Each movement was played out until the progression of another began. A constant quest for uniqueness and originality emerged and the world of Modernism took off. How would the world ever be able to move forward if there was such a strong connection to the past? The answer was, it couldn"tmt. No one really knew at the time where this was all leading to, but they were definitely willing to find out. Artists at this point were pushing previously set boundaries and experimenting with things were never even heard of.

Modernism had an effect in many aspects, especially in Architecture, Music, Art and Science.
Modernism came after Romaticism and it means to religion, less Christianity, more individualism against democracy.

Modernist architecture emphasizes function. It attempts to provide for specific needs rather than imitate nature. The roots of Modernism may be found in the work of Berthold Luberkin (1901-1990), a Russian architect who settled in London and founded a group called Tecton. The Tecton architects believed in applying scientific, analytical methods to design. Their stark buildings ran counter to expectations and often seemed to defy gravity.

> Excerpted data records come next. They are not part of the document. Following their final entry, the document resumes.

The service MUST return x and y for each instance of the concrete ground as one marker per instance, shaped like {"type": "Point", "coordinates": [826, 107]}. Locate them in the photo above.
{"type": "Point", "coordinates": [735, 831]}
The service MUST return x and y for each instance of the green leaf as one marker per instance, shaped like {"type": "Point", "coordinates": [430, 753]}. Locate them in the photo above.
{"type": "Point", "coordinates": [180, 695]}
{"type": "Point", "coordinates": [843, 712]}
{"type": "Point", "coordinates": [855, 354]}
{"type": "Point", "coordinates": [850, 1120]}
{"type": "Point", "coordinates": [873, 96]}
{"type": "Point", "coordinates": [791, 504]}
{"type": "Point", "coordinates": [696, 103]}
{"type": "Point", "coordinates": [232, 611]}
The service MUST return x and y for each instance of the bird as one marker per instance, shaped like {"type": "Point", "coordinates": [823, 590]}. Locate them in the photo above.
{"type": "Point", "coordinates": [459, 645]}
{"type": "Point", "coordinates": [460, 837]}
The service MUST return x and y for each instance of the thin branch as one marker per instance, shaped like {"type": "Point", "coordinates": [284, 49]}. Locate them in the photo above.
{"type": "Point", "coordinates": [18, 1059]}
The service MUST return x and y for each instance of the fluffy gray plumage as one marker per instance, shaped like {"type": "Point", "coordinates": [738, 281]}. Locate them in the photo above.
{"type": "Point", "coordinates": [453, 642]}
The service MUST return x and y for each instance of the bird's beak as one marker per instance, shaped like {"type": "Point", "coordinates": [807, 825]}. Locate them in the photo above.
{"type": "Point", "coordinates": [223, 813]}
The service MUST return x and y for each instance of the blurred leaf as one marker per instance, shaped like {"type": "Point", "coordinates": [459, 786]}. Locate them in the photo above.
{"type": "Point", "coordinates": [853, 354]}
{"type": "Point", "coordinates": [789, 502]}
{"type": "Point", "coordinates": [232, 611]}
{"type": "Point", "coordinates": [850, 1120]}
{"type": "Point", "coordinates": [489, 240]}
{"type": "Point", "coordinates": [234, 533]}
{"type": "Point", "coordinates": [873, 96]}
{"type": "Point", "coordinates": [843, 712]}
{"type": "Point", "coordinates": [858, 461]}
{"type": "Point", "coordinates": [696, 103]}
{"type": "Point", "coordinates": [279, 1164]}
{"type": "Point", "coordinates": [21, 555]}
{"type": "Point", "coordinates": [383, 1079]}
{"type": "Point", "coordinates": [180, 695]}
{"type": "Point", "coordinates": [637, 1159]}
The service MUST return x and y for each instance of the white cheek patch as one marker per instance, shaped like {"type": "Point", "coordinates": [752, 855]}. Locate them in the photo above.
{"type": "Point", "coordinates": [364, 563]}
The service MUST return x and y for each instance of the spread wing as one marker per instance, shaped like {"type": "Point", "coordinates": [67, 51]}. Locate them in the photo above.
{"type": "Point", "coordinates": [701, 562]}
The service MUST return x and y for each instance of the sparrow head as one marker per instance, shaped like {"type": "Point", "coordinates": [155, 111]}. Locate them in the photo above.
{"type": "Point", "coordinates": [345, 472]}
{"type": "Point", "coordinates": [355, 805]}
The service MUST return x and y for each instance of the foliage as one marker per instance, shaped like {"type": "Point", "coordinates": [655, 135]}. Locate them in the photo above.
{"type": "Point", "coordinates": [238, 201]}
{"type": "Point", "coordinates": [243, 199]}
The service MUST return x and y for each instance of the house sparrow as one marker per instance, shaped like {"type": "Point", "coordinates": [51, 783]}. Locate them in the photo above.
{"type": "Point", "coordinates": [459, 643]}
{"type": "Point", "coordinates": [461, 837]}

Another very important person that brightened the age of Modernism was Maria Sklodowska Curie, who was a Polish physicist and chemist, one of the most ingenious scientists of the 20th Century, and indeed of all time. She worked in a partnership with her husband Pierre Curie, whom she met in Paris. She is generally known for her discovery of the radioactivity of polonium and radium in 1898. Her scientific achievements led her to receive many honours and medals, most notably the Nobel Prize for physics in 1903 and for chemistry eight years later. Curie became the first woman to win the Nobel Prize and the first person to win two Nobel awards. She was also the first female to lecture at the Sorbonne University in Paris. After her death of leukemia caused by overexposure to radiation, her ashes were enshrined in the Pantheon, a monument to France's national heroes. No woman before her had received such an honour.